Apivar comes in strip form and is applied 2 strips per brood box


----------



## mgolden (Oct 26, 2011)

One of a number of recent threads using Search.

http://www.beesource.com/forums/showthread.php?276658-Apiver-feedback-please&highlight=apivar


----------



## frazzledfozzle (May 26, 2010)

Just to add that a comment was made that Apivar kills the mite directly when from what I've read Amitraz causes paralysis in the mite, it falls off the bee and starves to death.

Here's another link with lots of info http://www.apivar.co.nz/FAQs.htm


----------



## mgolden (Oct 26, 2011)

Amitraz is the chemical ingredient in Apivar, so action on the mites is the same.


----------



## frazzledfozzle (May 26, 2010)

mgolden said:


> Amitraz is the chemical ingredient in Apivar, so action on the mites is the same.

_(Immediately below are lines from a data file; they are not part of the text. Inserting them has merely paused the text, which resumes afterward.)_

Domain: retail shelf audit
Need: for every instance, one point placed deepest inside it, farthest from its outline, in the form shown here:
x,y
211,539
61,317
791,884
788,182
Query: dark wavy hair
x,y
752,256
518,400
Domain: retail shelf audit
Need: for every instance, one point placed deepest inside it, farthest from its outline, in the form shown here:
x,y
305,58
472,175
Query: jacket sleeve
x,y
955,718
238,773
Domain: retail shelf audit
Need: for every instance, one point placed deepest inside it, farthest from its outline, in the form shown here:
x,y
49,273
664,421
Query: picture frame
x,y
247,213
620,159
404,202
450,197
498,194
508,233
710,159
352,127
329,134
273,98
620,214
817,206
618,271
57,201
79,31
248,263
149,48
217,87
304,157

I realise that Mgolden thats why I mentioned that the mite dies from starvation due to paralysis rather than being killed on the bee and falling off as was alluded too in one of the posts


----------



## Ian (Jan 16, 2003)

good results from here, got to make sure the strips are in complete contact with the hive cluster at all times. Also you have to keep the strips in the hive for the full treatment period .


----------



## Oldtimer (Jul 4, 2010)

Amitraz is a chemical class of it's own, and is used as a miticide, not just for varroa but it's also used in animal drenches to rid sheep, cattle, etc of mites and ticks.

As per Frazz it causes paralysis of the mite. If you examine a testing board a day a fter an apistan treatment (assuming the mites are not immune), the mites on it are dead. But a day after an apivar treatment, many of the mites can be seen to be alive and kicking, but have been paralysed enough to cause them to drop off the bees & they perish within a few days.

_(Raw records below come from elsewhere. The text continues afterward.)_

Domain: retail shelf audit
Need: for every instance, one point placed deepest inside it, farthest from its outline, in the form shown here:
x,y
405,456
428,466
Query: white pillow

My own experience with Apivar is it is slow to kill the mites, you don't get them all the first, or even second brood cycle, it is nessecary to leave the strips in (for me) for 10 weeks to reduce mite load to close to zero. This of course brings up questions about immunity, but strangely, little mite resistance to apivar (amitraz) has been reported. Where it has occurred, is believed to be due to non label applications of amitraz dosed from cattle drench and wrongly applied.


----------



## chillardbee (May 26, 2005)

I used apivar last year from beginning of june to mid july (I wasn't producing honey last year because I was building up from the last years devestating losses). The bees were in good shape before treatment but I just wanted to eliminate the mite equation. I went into winter with 40 hives and only lost 2 hives. the rest of the hives are in really good shape and are brooding amazingly for this time of year where i'm located, I'm finally going to have a good year. 

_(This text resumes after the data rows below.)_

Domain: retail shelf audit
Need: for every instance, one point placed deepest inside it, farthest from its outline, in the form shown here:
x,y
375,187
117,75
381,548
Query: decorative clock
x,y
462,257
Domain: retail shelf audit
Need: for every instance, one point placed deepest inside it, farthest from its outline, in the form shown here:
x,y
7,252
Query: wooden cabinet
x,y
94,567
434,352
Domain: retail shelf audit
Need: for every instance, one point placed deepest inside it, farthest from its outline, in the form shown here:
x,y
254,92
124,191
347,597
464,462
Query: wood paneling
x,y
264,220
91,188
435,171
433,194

It seems to me that apivar is doing like what apistan did for us back in the 90's and if that is the case, it will sure be good to get back to some kind of normality.

There may also be other factors to my high survival rate too though. I am going back to honey production and out of pollination which I think will make a big difference on the state of the hives at the end of the season.


----------